Tytuł: „Kiedy odszedłeś”
Autorka: Jojo Moyes
Liczba stron: 496
Wydawca: Między słowami
Do „Kiedy odszedłeś” podchodziłam z mieszanymi
uczuciami. Jednocześnie uważałam całą historię za zakończoną, która wybrzmiała
już wystarczająco, z drugiej strony był to dobry pomysł na pokazanie uczuć
człowieka, który stara się wrócić do normalnego życia po ogromnej stracie i
byłoby to niezmiernie ciekawe i pouczające. Która strona ostatecznie
przeważyła?
Po śmierci Willa Lou nie czuje się już niczym
związana ze swoim rodzinnym miasteczkiem. Po kilkumiesięcznej podróży po
Europie, osiada w Londynie i stara się na nowo ułożyć swoje życie. Nie jest to
jednak takie proste, zwłaszcza że los
nie pozwala zapomnieć o przeszłości.
Powiem od razu: mnie to nie wzięło. „Kiedy odszedłeś”

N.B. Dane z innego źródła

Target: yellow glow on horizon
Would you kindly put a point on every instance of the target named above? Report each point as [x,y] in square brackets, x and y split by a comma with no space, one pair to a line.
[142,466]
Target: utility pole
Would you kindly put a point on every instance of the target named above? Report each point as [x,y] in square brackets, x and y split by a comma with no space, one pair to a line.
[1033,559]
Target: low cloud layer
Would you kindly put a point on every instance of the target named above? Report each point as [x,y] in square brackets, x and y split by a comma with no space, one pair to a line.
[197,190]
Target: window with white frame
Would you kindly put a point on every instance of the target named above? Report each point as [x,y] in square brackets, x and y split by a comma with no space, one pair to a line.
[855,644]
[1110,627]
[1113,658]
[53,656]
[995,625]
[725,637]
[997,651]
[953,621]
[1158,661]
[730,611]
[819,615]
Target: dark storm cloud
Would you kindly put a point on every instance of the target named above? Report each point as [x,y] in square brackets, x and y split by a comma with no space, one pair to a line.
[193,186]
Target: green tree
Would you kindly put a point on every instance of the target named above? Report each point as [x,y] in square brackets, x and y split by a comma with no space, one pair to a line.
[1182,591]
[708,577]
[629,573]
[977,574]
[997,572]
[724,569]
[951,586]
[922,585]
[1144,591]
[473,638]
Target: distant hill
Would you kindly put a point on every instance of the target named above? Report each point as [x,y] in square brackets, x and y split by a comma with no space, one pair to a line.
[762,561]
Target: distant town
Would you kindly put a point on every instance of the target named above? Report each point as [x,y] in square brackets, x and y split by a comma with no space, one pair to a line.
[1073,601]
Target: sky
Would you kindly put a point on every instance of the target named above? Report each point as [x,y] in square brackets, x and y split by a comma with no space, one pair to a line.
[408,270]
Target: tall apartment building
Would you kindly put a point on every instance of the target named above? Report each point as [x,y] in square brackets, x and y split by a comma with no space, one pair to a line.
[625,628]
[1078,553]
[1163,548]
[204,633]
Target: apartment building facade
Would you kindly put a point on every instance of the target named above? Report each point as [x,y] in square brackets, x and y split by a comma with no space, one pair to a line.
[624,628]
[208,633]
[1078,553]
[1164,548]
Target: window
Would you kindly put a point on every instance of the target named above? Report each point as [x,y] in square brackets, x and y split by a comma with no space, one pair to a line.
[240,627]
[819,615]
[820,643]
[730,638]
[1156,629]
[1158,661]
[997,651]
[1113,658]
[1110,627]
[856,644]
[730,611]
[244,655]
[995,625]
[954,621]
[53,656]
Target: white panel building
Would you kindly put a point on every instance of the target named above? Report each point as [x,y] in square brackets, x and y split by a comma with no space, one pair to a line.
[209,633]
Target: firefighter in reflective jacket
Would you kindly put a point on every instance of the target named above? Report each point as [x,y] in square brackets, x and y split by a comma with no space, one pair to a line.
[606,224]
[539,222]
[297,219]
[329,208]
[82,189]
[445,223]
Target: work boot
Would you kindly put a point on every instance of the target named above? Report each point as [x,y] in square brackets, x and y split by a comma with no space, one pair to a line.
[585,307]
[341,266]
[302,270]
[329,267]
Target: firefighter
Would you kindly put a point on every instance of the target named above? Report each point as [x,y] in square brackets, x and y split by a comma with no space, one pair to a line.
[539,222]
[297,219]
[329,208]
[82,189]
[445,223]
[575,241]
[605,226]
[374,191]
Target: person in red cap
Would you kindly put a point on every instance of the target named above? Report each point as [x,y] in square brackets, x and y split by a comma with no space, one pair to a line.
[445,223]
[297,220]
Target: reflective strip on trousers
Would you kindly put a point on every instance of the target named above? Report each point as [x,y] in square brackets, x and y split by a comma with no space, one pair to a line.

to według mnie kontynuacja zbędna. Oczywiście człowiek nie cierpi mąk podczas
jej czytania, ale nic Was nie ominie, jeśli Wy ominiecie tę książkę. Zwłaszcza
że odnoszę wrażenie, jakby cała ta atmosfera z „Zanim się pojawiłeś” nie tylko
uciekła, co została wręcz zepsuta przez kontynuację. Dlatego lojalnie
uprzedzam, że (jak to przy średnio-negatywnych recenzjach bywa) mogę nie
uchronić Was od spoilerów.
Zacznijmy od głównego wątku, który wydaje mi się tak
naciągany, tak wymuszony, taki nie na miejscu... Po Jojo Moyes prędzej spodziewałabym
się, że Lou okaże się być przyrodnią siostrą Willa, zakocha się w kolejnym
niepełnosprawnym albo że Will okaże się mieć brata bliźniaka. Cokolwiek. Ale…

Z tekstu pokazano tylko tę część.